Question: Perdisulphuric acid, H₂S₂O₈ can be prepared by electrolytic oxidation of H₂SO₄, oxygen and hydrogen ...

Question

Perdisulphuric acid, H₂S₂O₈ can be prepared by electrolytic oxidation of H₂SO₄, oxygen and hydrogen gases are by products. In such an electrolysis, 9.08 L of H₂ and 2.27 L of O₂ were generated at STP. What is the mass of H₂S₂O₈ formed?

Answer 1

Solution

The electrolysis process involves the following electrode reactions: Anode:

Formation of perdisulphuric acid: $2H_2SO_4 \rightarrow H_2S_2O_8 + 2H^+ + 2e^-$
Formation of oxygen gas: $2H_2O \rightarrow O_2 + 4H^+ + 4e^-$ Cathode:
Formation of hydrogen gas: $2H^+ + 2e^- \rightarrow H_2$

Let $n_{H_2S_2O_8}$ , $n_{O_2}$ , and $n_{H_2}$ be the moles of H₂S₂O₈, O₂, and H₂ produced, respectively. The number of moles of electrons transferred for each process are:

For H₂S₂O₈: $2 \times n_{H_2S_2O_8}$
For O₂: $4 \times n_{O_2}$
For H₂: $2 \times n_{H_2}$

The total electrons produced at the anode must equal the total electrons consumed at the cathode. Electrons from anode = Electrons for H₂S₂O₈ formation + Electrons for O₂ formation Electrons for cathode = Electrons for H₂ formation

Thus, $2 \times n_{H_2S_2O_8} + 4 \times n_{O_2} = 2 \times n_{H_2}$ . Dividing by 2, we get: $n_{H_2S_2O_8} + 2 \times n_{O_2} = n_{H_2}$ . Rearranging to find moles of H₂S₂O₈: $n_{H_2S_2O_8} = n_{H_2} - 2 \times n_{O_2}$ .

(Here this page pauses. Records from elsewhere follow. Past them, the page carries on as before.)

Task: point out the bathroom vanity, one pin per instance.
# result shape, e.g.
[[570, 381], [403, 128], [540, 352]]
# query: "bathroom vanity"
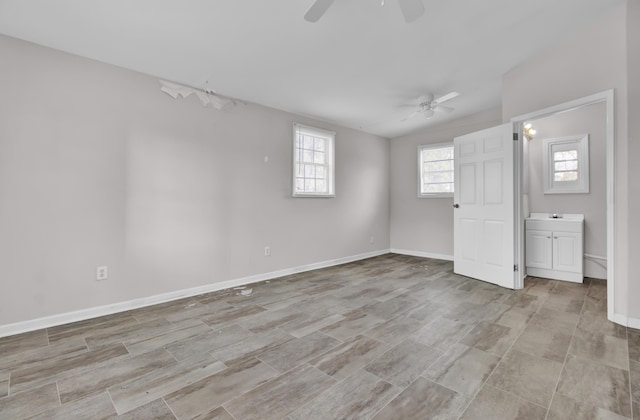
[[555, 246]]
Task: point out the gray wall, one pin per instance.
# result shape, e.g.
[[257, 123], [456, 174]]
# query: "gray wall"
[[99, 167], [586, 120], [424, 226], [592, 61], [633, 81]]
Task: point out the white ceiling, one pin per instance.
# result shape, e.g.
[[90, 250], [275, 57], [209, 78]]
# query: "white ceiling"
[[356, 67]]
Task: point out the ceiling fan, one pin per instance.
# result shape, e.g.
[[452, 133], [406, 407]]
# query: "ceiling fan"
[[411, 9], [428, 105]]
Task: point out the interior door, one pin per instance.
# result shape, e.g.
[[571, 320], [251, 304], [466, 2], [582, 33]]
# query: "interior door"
[[484, 234]]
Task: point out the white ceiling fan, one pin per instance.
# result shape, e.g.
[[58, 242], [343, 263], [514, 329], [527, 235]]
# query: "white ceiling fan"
[[411, 9], [428, 105]]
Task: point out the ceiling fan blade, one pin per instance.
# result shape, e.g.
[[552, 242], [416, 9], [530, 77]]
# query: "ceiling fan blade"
[[410, 115], [411, 9], [429, 113], [317, 9], [446, 97]]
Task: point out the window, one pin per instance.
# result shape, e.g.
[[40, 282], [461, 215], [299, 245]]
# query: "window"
[[435, 170], [566, 165], [313, 168]]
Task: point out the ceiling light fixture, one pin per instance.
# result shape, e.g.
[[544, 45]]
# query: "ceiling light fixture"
[[528, 131]]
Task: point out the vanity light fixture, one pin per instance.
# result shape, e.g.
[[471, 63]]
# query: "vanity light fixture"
[[528, 131]]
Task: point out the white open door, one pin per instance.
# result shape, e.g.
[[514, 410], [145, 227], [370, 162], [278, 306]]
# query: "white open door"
[[484, 206]]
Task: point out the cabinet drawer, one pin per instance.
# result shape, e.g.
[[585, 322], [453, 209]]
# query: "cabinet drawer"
[[556, 225]]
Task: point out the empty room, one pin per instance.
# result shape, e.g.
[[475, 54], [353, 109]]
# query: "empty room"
[[319, 209]]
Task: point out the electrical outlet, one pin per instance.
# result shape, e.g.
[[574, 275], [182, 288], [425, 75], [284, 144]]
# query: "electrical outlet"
[[101, 273]]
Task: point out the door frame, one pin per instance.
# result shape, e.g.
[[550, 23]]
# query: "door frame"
[[606, 96]]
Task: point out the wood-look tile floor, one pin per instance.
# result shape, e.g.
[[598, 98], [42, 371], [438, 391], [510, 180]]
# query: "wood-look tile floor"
[[391, 337]]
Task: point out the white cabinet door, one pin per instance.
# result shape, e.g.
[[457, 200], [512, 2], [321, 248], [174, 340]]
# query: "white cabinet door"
[[567, 251], [539, 249]]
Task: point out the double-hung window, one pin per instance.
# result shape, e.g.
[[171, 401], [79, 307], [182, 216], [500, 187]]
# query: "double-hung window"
[[566, 165], [435, 170], [313, 161]]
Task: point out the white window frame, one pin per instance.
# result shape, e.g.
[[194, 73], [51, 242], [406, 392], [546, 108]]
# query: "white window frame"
[[329, 178], [576, 142], [419, 179]]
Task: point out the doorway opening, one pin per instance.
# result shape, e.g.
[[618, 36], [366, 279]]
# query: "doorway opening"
[[523, 206]]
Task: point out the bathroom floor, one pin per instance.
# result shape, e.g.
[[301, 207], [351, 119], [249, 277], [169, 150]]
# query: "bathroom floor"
[[387, 337]]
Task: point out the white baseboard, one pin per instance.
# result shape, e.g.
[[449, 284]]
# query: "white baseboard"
[[626, 321], [83, 314], [422, 254]]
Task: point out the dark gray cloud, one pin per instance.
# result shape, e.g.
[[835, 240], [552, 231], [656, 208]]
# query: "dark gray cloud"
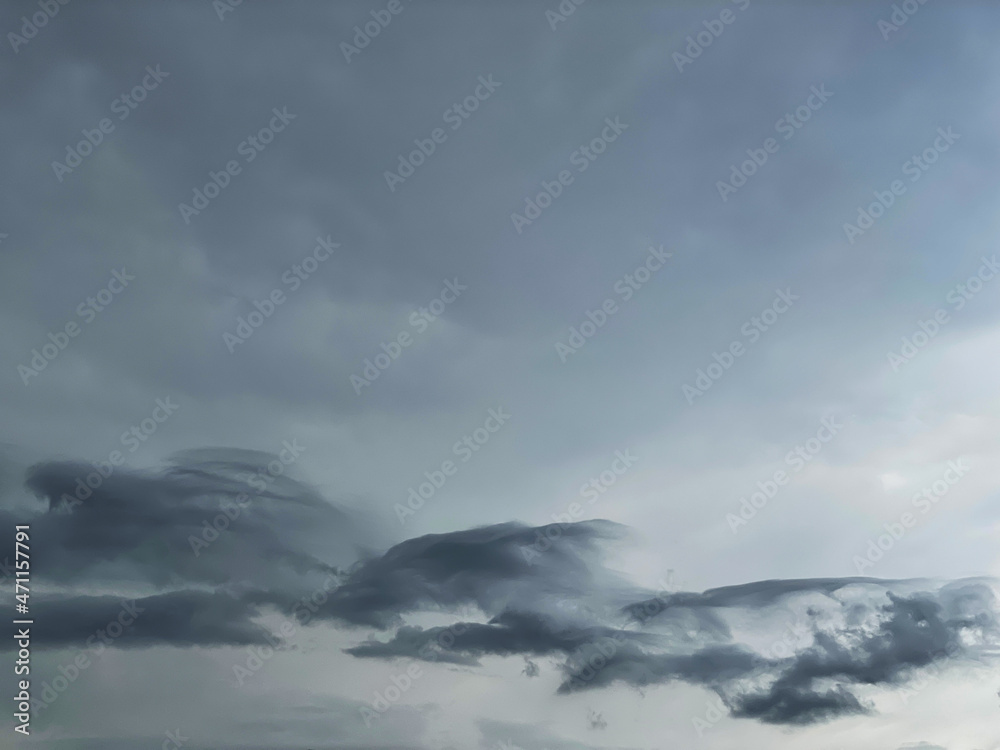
[[561, 602]]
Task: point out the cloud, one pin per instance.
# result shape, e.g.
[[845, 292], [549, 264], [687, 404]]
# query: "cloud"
[[282, 537]]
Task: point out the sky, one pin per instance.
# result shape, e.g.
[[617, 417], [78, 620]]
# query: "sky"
[[502, 375]]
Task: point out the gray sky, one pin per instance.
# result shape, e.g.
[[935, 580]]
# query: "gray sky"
[[651, 346]]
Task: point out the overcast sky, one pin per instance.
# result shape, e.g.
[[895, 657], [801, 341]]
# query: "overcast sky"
[[705, 291]]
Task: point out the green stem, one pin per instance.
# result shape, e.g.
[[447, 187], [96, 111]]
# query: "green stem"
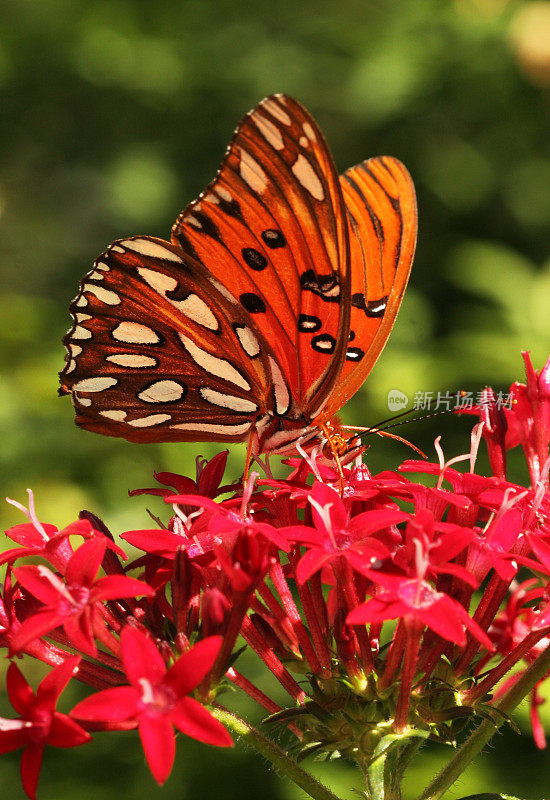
[[487, 729], [274, 754]]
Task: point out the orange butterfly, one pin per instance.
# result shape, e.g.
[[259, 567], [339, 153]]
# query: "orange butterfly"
[[266, 311]]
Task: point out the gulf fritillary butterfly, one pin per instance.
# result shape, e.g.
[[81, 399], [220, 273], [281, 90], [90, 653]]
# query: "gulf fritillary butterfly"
[[267, 309]]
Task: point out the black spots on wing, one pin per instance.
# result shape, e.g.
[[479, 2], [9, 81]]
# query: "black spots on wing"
[[252, 303], [325, 286], [372, 308], [232, 208], [273, 238], [354, 354], [254, 259], [323, 343], [308, 323]]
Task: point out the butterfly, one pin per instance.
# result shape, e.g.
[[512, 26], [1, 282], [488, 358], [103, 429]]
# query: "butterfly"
[[266, 310]]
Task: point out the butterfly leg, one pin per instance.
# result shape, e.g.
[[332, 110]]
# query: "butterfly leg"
[[336, 455], [249, 456]]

At Standard Temperature and Pressure (STP), 1 mole of any gas occupies 22.4 L. Given volumes: $V_{H_2} = 9.08$ L and $V_{O_2} = 2.27$ L.

Moles of H₂: $n_{H_2} = \frac{V_{H_2}}{22.4} = \frac{9.08}{22.4}$ mol. Moles of O₂: $n_{O_2} = \frac{V_{O_2}}{22.4} = \frac{2.27}{22.4}$ mol.

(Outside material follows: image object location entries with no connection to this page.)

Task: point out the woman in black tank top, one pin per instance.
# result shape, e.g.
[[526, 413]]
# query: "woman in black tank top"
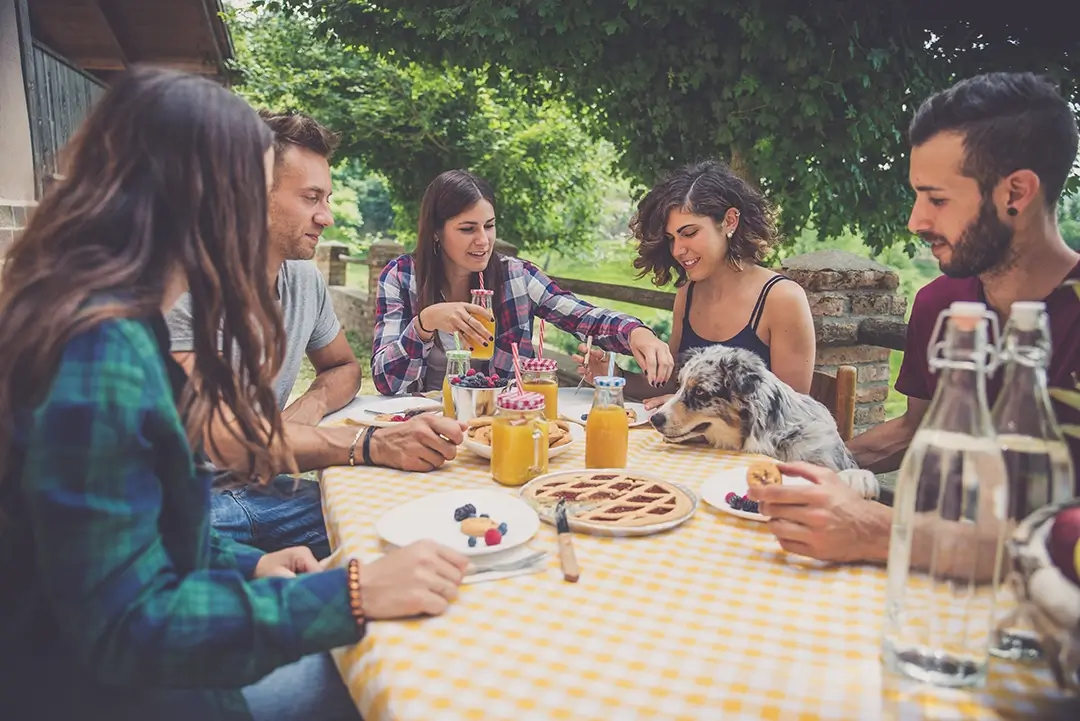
[[710, 230]]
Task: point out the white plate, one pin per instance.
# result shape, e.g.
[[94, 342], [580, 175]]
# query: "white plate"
[[577, 435], [579, 411], [547, 512], [733, 480], [432, 517]]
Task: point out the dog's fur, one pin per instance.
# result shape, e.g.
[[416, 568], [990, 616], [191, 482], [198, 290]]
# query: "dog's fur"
[[728, 398]]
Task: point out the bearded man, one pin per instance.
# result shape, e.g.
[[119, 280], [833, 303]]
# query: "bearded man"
[[989, 160]]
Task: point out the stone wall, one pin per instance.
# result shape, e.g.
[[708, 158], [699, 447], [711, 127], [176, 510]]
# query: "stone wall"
[[844, 291]]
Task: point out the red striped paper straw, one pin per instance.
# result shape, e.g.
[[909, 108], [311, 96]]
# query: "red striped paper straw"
[[517, 367]]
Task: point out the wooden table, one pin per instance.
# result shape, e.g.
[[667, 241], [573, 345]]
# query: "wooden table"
[[710, 621]]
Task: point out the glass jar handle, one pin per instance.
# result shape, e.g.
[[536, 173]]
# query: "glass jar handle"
[[537, 438]]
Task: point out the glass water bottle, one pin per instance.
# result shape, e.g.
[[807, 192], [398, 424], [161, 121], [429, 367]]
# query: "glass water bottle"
[[949, 518], [1037, 458]]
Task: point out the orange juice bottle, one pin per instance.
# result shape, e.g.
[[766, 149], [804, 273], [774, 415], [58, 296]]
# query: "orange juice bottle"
[[607, 430], [457, 364], [483, 298], [540, 376], [518, 438]]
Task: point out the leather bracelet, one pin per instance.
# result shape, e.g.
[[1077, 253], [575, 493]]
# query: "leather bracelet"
[[420, 323], [355, 600], [367, 446], [352, 447]]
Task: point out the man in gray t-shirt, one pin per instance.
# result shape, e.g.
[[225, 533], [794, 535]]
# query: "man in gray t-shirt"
[[288, 513], [310, 322]]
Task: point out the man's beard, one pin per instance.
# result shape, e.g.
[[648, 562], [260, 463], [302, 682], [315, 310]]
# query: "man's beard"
[[986, 244]]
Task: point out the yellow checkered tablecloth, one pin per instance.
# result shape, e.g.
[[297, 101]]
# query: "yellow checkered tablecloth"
[[710, 621]]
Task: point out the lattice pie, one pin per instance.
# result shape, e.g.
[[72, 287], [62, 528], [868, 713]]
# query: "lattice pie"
[[617, 500]]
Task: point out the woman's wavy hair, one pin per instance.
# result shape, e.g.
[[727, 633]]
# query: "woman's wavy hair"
[[447, 196], [165, 179], [711, 189]]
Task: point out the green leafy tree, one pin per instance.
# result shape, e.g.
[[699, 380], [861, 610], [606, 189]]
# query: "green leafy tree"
[[408, 122], [809, 98]]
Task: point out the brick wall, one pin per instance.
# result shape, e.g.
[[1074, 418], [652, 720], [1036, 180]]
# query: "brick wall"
[[844, 290]]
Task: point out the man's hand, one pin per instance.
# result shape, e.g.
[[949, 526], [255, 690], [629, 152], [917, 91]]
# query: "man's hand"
[[826, 520], [422, 444], [652, 355], [421, 577], [286, 562]]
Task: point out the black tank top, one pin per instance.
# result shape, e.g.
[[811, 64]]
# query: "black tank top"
[[746, 338]]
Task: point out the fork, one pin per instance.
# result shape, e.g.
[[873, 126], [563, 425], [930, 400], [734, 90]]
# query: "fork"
[[589, 350], [507, 566]]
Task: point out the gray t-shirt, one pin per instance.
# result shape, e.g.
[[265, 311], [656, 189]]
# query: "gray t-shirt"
[[310, 322]]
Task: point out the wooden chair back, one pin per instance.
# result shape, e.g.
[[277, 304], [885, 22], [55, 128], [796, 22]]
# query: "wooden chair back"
[[837, 393]]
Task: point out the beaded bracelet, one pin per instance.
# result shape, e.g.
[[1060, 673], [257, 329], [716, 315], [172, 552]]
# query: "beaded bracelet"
[[352, 447], [355, 601]]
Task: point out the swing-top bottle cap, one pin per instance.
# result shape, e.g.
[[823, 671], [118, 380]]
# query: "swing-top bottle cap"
[[1025, 314]]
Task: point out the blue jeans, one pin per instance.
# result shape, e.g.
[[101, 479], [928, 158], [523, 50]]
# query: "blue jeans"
[[308, 689], [287, 512]]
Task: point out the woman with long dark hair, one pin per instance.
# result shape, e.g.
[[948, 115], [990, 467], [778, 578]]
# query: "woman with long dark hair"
[[118, 599], [710, 230], [424, 298]]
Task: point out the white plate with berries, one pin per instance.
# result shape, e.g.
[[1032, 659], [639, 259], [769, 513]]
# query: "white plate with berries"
[[474, 522], [727, 490]]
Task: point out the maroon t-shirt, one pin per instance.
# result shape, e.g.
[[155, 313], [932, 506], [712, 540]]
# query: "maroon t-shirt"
[[916, 381]]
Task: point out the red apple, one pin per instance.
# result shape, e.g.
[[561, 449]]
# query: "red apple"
[[1062, 543]]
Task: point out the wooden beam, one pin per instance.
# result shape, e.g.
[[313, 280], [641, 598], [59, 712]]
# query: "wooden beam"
[[29, 84], [111, 17], [621, 293]]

Substitute these values into the equation for $n_{H_2S_2O_8}$ : $n_{H_2S_2O_8} = \frac{9.08}{22.4} - 2 \times \frac{2.27}{22.4}$ $n_{H_2S_2O_8} = \frac{9.08 - 4.54}{22.4}$ $n_{H_2S_2O_8} = \frac{4.54}{22.4}$ mol.

The molar mass of H₂S₂O₈ is approximately 194 g/mol. Mass of H₂S₂O₈ = $n_{H_2S_2O_8} \times \text{Molar Mass}$ Mass = $\frac{4.54}{22.4} \times 194 \approx 39.32$ g.

If NTP conditions (molar volume 22.7 L/mol) are used instead of STP (22.4 L/mol): $n_{H_2S_2O_8} = \frac{4.54}{22.7}$ mol. Mass = $\frac{4.54}{22.7} \times 194 \approx 0.200 \times 194 = 38.8$ g. This matches option (c).